Recent Economic Developments
Two phenomena that directly impact the hospitality industry are the ongoing recession and the recent appreciation against the U.S. dollar (Bank of England, 2009). Other harbingers of the current economic travails are tight credit and falling home prices (FSA, 2009; Central Intelligence Agency, 2009)
The country has not been spared the effects of the global economic slowdown that commenced with a recession across the Atlantic from December 2007. The economy shrank in the second half of 2008, two continuous quarters of negative gross national product growth confirming by official definition that the recession had washed ashore in the country. According to the Office of National Statistics, even that 1.5% quarterly contraction was the worst in 28 years (RTÉ Commercial Enterprises Limited, 2009). In February, the Financial Services Authority (2009) warned that the economy would shrink by at least 2.2% for the rest of the year and trouble in the banking sector suggested that this was a rosy forecast.

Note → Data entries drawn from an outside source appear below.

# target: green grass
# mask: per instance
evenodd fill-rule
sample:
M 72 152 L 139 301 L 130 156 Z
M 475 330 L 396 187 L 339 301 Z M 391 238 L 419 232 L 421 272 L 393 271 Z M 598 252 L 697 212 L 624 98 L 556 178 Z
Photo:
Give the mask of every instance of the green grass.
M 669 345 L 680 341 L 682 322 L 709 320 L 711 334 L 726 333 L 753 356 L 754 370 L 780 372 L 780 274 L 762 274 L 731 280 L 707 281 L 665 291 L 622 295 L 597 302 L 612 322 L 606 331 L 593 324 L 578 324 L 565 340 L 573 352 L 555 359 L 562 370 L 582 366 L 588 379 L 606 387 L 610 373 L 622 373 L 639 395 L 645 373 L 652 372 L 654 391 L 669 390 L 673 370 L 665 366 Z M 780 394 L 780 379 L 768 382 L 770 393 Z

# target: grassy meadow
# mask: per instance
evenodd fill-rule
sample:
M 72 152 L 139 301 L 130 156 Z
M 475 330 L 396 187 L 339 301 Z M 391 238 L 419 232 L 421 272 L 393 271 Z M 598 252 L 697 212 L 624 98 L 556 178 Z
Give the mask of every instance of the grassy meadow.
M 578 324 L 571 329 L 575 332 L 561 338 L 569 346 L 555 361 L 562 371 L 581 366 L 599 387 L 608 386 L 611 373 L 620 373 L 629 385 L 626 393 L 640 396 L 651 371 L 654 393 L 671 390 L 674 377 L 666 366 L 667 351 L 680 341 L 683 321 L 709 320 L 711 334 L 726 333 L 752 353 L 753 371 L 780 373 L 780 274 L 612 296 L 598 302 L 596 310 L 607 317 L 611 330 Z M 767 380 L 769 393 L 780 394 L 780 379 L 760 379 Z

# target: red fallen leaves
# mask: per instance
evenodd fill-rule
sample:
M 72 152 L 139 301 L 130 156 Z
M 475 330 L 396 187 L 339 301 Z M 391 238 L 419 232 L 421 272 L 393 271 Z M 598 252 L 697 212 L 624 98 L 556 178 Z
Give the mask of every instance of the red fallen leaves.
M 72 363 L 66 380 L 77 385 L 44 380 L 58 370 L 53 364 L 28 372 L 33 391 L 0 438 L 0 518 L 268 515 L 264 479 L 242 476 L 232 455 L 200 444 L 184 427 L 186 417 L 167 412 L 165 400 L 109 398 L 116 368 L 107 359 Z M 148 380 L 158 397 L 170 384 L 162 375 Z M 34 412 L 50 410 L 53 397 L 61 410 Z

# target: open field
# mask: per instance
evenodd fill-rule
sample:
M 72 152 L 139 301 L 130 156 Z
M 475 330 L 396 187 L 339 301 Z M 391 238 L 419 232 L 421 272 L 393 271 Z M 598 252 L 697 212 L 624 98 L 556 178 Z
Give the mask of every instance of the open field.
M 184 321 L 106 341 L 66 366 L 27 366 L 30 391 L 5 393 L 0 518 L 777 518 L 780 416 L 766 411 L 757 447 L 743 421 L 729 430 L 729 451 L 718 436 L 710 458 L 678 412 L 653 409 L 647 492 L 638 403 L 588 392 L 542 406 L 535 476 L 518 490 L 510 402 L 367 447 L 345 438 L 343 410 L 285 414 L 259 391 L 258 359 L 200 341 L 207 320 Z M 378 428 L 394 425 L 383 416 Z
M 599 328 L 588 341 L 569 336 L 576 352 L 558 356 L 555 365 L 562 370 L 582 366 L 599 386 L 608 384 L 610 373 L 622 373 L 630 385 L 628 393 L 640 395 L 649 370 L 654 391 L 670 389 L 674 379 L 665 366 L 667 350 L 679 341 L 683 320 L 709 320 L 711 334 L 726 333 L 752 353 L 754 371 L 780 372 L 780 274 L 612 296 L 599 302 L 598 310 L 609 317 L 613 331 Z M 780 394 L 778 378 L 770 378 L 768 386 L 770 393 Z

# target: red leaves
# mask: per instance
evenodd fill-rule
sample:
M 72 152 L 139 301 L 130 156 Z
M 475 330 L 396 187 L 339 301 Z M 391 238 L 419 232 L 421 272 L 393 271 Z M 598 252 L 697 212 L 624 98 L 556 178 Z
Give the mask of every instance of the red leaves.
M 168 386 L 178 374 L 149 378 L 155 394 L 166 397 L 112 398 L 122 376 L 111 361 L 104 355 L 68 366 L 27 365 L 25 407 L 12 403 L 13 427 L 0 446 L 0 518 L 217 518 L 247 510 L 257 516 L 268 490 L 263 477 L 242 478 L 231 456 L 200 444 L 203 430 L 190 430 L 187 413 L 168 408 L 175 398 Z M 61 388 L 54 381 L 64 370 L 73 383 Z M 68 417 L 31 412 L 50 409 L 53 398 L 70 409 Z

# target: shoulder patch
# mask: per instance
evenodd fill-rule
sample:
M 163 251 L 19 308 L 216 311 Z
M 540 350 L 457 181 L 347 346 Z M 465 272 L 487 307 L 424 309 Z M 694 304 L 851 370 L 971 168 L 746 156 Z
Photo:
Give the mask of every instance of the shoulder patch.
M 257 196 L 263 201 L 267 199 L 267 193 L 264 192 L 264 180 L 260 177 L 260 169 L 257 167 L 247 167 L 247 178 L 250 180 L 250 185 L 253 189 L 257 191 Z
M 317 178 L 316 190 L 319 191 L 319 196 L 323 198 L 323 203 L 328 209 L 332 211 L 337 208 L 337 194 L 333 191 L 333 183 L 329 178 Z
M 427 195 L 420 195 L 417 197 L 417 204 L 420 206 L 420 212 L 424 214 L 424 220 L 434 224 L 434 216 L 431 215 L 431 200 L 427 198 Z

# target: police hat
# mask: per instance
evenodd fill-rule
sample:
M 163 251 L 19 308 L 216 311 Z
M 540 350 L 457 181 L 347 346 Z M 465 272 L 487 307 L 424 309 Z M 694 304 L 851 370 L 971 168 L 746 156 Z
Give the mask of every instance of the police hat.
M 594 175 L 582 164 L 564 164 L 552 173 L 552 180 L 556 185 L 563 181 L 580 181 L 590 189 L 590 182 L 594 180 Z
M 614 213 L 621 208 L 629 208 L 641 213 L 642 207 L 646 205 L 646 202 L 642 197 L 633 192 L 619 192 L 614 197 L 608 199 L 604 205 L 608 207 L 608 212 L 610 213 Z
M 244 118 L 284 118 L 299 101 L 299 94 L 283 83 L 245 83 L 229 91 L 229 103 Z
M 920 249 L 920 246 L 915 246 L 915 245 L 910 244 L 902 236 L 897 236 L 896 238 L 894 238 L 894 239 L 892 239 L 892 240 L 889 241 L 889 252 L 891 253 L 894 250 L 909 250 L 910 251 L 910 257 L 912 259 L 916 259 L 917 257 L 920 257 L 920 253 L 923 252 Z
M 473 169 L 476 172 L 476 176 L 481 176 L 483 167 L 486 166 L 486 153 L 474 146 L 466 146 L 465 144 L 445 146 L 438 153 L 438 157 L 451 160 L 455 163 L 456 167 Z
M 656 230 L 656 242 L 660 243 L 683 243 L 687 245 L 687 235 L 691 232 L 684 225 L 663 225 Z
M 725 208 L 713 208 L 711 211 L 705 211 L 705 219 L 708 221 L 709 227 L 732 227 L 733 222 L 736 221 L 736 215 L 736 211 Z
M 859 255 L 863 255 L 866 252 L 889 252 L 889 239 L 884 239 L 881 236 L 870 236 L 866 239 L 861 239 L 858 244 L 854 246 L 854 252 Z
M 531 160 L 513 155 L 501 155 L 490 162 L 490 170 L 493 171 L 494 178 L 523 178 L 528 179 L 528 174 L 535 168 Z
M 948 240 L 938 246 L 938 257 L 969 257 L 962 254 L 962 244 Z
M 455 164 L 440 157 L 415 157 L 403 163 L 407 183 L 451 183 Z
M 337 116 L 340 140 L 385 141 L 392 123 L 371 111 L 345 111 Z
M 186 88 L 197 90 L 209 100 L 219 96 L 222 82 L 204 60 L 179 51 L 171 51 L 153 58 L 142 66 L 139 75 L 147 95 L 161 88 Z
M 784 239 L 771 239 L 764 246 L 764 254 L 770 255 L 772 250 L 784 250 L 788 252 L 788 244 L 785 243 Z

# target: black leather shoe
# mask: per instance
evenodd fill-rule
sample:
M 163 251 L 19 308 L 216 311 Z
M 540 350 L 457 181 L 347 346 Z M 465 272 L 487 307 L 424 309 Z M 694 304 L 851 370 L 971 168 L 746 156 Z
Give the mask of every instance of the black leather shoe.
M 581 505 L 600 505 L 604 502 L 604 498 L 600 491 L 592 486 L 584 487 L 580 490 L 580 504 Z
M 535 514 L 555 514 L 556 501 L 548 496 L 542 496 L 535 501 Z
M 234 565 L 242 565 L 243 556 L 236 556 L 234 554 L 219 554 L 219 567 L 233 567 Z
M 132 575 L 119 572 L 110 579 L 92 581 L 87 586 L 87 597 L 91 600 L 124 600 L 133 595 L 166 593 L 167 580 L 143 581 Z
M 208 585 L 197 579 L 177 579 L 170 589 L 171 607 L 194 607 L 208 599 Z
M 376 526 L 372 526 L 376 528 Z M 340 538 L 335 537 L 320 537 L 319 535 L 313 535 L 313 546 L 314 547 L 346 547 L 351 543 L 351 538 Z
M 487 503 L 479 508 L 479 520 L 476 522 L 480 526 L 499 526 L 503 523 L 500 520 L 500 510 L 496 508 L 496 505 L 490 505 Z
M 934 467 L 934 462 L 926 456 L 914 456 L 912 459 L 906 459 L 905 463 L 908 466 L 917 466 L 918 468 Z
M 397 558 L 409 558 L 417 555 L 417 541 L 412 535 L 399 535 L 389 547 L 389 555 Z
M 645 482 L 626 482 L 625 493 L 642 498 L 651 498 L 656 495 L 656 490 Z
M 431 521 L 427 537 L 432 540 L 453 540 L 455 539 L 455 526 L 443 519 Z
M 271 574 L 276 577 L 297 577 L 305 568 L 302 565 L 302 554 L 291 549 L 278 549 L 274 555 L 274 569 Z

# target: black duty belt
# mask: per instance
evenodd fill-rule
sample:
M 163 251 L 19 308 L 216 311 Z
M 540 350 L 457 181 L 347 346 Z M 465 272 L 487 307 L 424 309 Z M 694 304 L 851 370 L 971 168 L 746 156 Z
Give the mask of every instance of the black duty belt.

The situation could get worse before it gets better. A recovery in 2010 is not certain.
In a recession, consumer spending falls faster than the contraction of GNP, exacerbated by layoffs and newfound pessimism about personal and household prospects in the months ahead. Even the supposedly cheery 1.5% rise in retail sales last Christmas turns out to have been nearly 3% below what the total holiday shopping recorded in December 2007.

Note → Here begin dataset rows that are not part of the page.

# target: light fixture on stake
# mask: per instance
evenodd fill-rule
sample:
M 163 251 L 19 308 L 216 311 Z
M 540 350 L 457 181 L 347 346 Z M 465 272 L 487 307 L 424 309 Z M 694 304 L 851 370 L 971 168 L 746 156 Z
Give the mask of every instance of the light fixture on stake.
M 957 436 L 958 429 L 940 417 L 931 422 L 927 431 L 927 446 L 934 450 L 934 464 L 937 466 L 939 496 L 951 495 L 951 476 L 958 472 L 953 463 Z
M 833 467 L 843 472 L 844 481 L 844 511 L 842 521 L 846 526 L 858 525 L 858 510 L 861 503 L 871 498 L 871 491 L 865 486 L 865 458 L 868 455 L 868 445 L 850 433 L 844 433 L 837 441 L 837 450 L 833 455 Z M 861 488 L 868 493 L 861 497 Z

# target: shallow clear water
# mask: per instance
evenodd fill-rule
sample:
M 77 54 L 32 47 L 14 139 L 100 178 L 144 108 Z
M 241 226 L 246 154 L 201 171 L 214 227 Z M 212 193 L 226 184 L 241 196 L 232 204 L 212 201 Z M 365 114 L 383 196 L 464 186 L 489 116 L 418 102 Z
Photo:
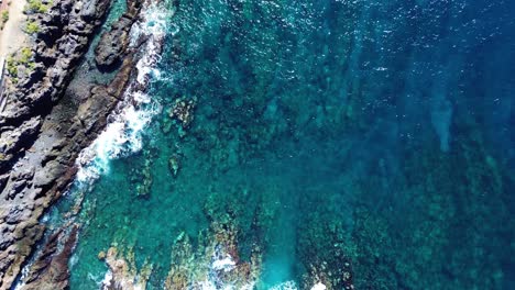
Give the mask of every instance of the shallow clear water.
M 513 287 L 514 3 L 174 5 L 162 112 L 86 193 L 72 289 L 98 288 L 112 245 L 162 289 L 177 236 L 213 223 L 241 260 L 260 245 L 259 289 L 342 289 L 343 268 L 357 289 Z

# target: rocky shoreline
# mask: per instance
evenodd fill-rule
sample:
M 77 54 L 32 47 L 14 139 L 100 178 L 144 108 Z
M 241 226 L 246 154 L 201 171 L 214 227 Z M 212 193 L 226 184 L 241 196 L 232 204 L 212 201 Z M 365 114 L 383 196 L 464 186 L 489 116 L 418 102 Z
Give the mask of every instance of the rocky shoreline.
M 0 289 L 10 289 L 45 232 L 45 211 L 67 190 L 77 172 L 76 159 L 105 129 L 108 115 L 138 74 L 136 49 L 128 33 L 141 3 L 128 0 L 128 10 L 97 46 L 97 65 L 113 69 L 109 85 L 85 80 L 88 90 L 68 91 L 74 71 L 103 22 L 110 0 L 55 0 L 34 42 L 33 69 L 13 82 L 0 112 Z M 149 4 L 149 2 L 146 2 Z M 144 42 L 144 40 L 142 41 Z M 112 46 L 117 43 L 118 46 Z M 80 92 L 80 93 L 78 93 Z M 23 289 L 67 286 L 67 260 L 78 226 L 52 234 L 23 279 Z M 62 243 L 62 244 L 61 244 Z

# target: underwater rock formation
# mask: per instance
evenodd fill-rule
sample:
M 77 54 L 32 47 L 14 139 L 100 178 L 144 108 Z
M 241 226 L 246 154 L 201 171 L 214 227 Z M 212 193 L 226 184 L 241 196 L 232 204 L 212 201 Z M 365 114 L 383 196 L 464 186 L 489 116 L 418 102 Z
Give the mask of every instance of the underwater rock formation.
M 134 52 L 130 52 L 109 85 L 89 83 L 86 94 L 66 94 L 109 5 L 108 0 L 53 1 L 47 13 L 36 16 L 42 30 L 34 44 L 34 71 L 8 89 L 8 102 L 0 114 L 1 142 L 10 141 L 0 146 L 0 289 L 9 289 L 19 276 L 43 235 L 40 217 L 67 190 L 77 170 L 76 158 L 103 130 L 107 116 L 135 76 Z M 41 263 L 62 259 L 62 254 L 48 255 L 55 257 Z M 31 283 L 37 285 L 37 276 L 33 277 Z

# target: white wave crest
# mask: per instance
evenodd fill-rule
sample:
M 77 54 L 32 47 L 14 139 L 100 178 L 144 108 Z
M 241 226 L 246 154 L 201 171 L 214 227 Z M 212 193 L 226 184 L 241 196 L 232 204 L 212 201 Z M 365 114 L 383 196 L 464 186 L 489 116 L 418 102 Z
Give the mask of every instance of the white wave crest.
M 91 185 L 100 175 L 108 172 L 111 159 L 139 152 L 143 146 L 144 129 L 161 111 L 161 105 L 152 100 L 145 88 L 152 78 L 161 76 L 156 64 L 161 60 L 173 11 L 163 4 L 150 4 L 142 15 L 142 20 L 131 29 L 131 47 L 135 47 L 142 37 L 146 38 L 143 57 L 135 65 L 135 82 L 129 85 L 122 101 L 109 115 L 109 124 L 103 132 L 77 158 L 79 170 L 76 181 L 79 186 Z

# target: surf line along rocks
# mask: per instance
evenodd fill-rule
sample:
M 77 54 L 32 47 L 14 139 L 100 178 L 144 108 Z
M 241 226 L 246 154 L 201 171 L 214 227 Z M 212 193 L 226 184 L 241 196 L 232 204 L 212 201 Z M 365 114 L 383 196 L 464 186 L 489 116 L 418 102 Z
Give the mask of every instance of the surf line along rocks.
M 140 16 L 138 2 L 128 0 L 123 16 L 131 21 L 125 25 Z M 0 112 L 0 290 L 10 289 L 19 277 L 43 236 L 45 228 L 39 220 L 67 189 L 77 171 L 77 156 L 103 130 L 136 74 L 133 59 L 138 52 L 122 45 L 117 52 L 121 67 L 109 85 L 89 83 L 90 90 L 83 94 L 67 93 L 73 72 L 109 7 L 110 0 L 54 0 L 35 20 L 41 31 L 35 36 L 34 69 L 4 92 L 8 101 Z M 68 232 L 72 236 L 66 239 L 75 243 L 76 230 Z M 55 245 L 55 238 L 51 244 Z M 37 267 L 30 275 L 32 282 L 44 280 L 46 270 L 56 270 L 41 263 Z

Domestic economics affects the local hospitality industry because lodges and chain hotels are also dependent on domestic tourism.
With respect to inbound traffic, tourists from abroad, the exchange rate versus the U.S. dollar as the preferred global trading currency is relevant. After appreciating against that currency commencing in January 2004, the pound sterling depreciated again in July 2008 (see Figure 1 below), just as the current recession commenced. This has favourable implications for tourist traffic since foreigners who count value in American dollars are bound to find UK prices significantly cheaper than at this time last year.
Adapting the Hotel Chain Marketing Mix
Place, Product and Service Mix
Place and product mix are of a piece since hotel location is the distribution channel and “point of sale” for the hospitality business.
The combination of a shrinking economy and depreciating currency has distinct implications for the hotel categories that will remain sustainable and even gain market share during this recession. In general, budget hotel chains will see increased business from newly cost-conscious domestic tourists (MINTEL Oxygen, 2008). If the hotel chain in question belongs to this category, then it is poised to do at least as well as it used to in better times.
Advertising and Promotions Mix
Presuming the property is in the budget category, the A & P goal is to gain share from both the pricier chains and others in its class. This means more impactful creative materials, seeking to own the “short break” space that locals add to their annual two-week foreign vacation, greater media weight, and a media mix with targeted “rifling” towards budget-conscious audiences.
Bibliography
Bank of England (2009) Monetary & Financial Statistics. Web.
Central Intelligence Agency (2009) The world factbook. Web.
Financial Services Authority (2009) UK’s FSA warns recession may exceed forecasts. as quoted by RTÉ Business. Web.
RTÉ Commercial Enterprises Limited (2009) British economy officially in recession. Web.